1. Nach dem Beschluss des Bundesverfassungsgerichts vom 06.08.2008 - Az. 1 BvR 3198/07 und 1 BvR 1431/07 sind die bayerischen Nichtraucherschutzregelungen verfassungsgemäß. In der Begründung verwies das Gericht auf sein Urteil vom 30.07.2008. Danach ist ein striktes Rauchverbot in Gaststätten möglich. Lediglich die Ausnahmen wurden von den karlsruher Richter damals beanstandet. Damit sind die Klagen einer Raucherin und zweier Gastwierte erfolglos.

2. Fraglich ist, wie es mit Festzelten aussieht. Grundsätzlich sehen die bayerischen Regelungen ein striktes Rauchverbot für die Innenräume öffentlich zugänglichen Gäststätten vor. Eine Ausnahme nahm die bayerische Regelung aber für Bier-, Wein-, und Festzelte sowie für vorübergehende Festhallen vor. Nach Angaben des BVerfG liegt hierin allerdings keine Ausnahme vor, die dem Urteil vom 30.07.2008 widerspricht, da es sich hierbei lediglich um Übergangsregelungen bis zum Jahresende des Jahres 2008 handele.
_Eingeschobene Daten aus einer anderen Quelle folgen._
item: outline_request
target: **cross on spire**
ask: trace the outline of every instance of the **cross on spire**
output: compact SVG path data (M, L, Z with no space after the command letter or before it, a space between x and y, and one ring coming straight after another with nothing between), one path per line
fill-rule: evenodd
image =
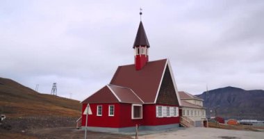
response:
M140 21L141 21L141 15L142 15L142 9L141 8L141 7L140 7Z

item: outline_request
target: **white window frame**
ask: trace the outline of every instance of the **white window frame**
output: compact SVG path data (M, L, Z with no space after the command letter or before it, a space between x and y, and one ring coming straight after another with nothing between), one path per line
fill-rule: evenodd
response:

3. Stehen die Raucherclubs vor dem Aus? Das Gesetz stellt grundsätzlich darauf ab, dass die Gaststätten "öffentlich zugänglich" sein müssen. Damit würden auch weiterhin unter bestimmten Voraussetzungen "Raucherclubs" von diesem Verbot nicht erfasst. Nach Ansicht des Gerichts liegt darin keine Verletzung der Berufsfreiheit. Die Möglichkeit einen Raucherclub einzurichten, hänge nicht von Voraussetzungen ab, die die Betreiber bestimmter Gruppen (z. B. Eckkneipen mit einem Raum) nicht erfüllen könnten, so die Verfassungsrichter. Daher kann weder von einer Ungleichbehandlung, noch von unzumutbaren wirtschaftlichen Belastungen für einzelne Gruppen von Gastronomen gesprochen werden. Voraussetzungen für den Raucherclub sind, dass die Gasstätte über eine feste Mitgliederstruktur verfügt, Laufkundschaft abgewiesen wird und die Mitgliedschaft nicht "im Vorbeigehen" am Eingang der Gaststätte erworben werden kann.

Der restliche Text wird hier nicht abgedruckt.